Thursday, June 13, 2013

What you do

This is what you do. This is what you do when you've screwed up and it has cost you a job interview for a job you kind of really wanted; a job interview you thought you had. This is what you do. You don't go home. You're already home. You lay down on the couch, even though its only 3 in the afternoon. You wallow. You talk to a friend. You talk to your sister. You wallow. Throw the ball for the cat to chase. Wallow. You do not proofread that chapter that needs to be proofread. It needs some time to sit anyway. The client can wait. You do not answer that important email, you do not make that important call. No, not today. Not today when you are feeling too un-moored and paper thin. You read Jezebel. You read the Hairpin and Slate and i09. You watch Modern Warfare, because it is your favorite episode of Community, ever. You wallow. And suddenly it is 7:30 p.m. and you are starving and there is little-to-no food with nutritional value in your house. This is what you do. You take out the butter with flecks of crumbs in it from all the toast you have been eating. You pull out the pecorino because you don't have any parmesan. There is still a little bit of pasta left in its bin. If you were doing this right it would be spaghetti. It's not spaghetti, but that's just fine. That's all you need. Pasta, butter, cheese and the black pepper grinder sitting on its shelf. Vitamins and minerals are overrated.

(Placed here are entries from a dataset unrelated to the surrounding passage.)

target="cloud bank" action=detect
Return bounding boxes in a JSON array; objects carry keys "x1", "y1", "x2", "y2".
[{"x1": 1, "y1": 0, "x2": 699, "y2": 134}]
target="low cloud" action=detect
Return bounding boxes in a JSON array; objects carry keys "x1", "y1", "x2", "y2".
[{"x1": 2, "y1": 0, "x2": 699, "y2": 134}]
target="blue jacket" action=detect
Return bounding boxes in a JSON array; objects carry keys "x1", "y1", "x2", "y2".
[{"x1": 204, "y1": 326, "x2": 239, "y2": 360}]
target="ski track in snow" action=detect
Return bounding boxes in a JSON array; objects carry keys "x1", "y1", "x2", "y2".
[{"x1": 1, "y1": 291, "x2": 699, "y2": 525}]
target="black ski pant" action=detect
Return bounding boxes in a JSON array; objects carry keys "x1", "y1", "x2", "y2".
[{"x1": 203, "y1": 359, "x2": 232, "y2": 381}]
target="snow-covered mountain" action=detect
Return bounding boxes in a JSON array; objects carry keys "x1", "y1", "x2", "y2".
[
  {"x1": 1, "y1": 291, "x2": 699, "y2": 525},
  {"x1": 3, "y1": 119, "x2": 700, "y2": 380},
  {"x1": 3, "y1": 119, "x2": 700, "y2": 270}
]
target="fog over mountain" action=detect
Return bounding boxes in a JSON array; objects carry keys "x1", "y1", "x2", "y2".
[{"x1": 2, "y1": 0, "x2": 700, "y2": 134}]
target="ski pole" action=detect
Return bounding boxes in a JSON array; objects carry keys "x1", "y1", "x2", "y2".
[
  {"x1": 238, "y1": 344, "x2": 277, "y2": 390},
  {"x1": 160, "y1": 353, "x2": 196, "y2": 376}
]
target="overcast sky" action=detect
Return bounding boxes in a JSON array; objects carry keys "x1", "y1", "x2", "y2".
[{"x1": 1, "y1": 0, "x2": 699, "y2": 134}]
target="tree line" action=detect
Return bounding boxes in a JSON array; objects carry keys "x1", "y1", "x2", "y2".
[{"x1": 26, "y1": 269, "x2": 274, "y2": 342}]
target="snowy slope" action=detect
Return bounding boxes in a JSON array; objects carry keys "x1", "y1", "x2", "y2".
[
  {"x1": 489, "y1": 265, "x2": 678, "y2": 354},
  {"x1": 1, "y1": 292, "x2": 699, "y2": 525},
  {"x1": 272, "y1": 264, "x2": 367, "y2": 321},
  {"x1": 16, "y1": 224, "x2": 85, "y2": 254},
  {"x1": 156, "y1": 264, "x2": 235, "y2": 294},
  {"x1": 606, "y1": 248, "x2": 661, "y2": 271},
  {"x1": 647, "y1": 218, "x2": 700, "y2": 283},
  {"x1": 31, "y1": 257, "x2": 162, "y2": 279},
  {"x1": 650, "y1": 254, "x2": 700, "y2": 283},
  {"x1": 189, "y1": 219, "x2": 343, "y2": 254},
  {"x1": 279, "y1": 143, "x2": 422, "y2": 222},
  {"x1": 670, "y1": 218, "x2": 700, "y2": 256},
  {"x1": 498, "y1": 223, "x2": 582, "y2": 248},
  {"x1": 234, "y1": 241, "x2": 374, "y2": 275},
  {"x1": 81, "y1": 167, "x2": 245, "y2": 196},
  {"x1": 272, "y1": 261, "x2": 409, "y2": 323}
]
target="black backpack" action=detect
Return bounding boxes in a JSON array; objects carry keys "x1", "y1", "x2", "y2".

This is what you do. You put the water up to boil. You add salt, as much salt as you think you can bear, so that it tastes like the sea. That is the key. You pour in the pasta and wait. You put a warm beer into the freezer so it will be cold. You pull out a piece of pasta. You burn your fingers a bit. That's ok. The pasta is not quite al-dante, there's still a dense, starchy bite to it.You pull out some of the cooking water with a mug and set it aside. Watch the steam curl up into the air as you drain the pasta. Now is the time for the butter- a good pat of it- into the pot that is back on the stove, the flame low and steady. The pasta goes back in, the cheese curls over it and a melts. You pour in some reserved pasta water- just a bit. You let it cook and mingle and smooth out, so that when you look down you see that your pasta is glazed in a sheen of something that once was just butter, cheese and water and now is something much more than the sum of its parts. You turn off the heat. You grind some black pepper, a lot of it, over the pot and this part will never not remind you of your friend in high school who lived with your family  and who used to put black pepper on her pasta. For years you wrinkled your nose at her, but you were wrong. So wrong. Black pepper on pasta is where its at. The Italians knew that years ago. (They have a name for it cacio e pepe and you love the way it sounds on your tongue.) So did Adena. It's you who was behind the times.
You eat your pasta. You drink your beer. You wallow. You talk to a friend. You read someone else's writing. Tomorrow. Tomorrow you'll get up. You'll make that phone call, you'll write that email. Or maybe not tomorrow. Maybe Sunday, or Monday. It will get done. But not today. Today this is what you do.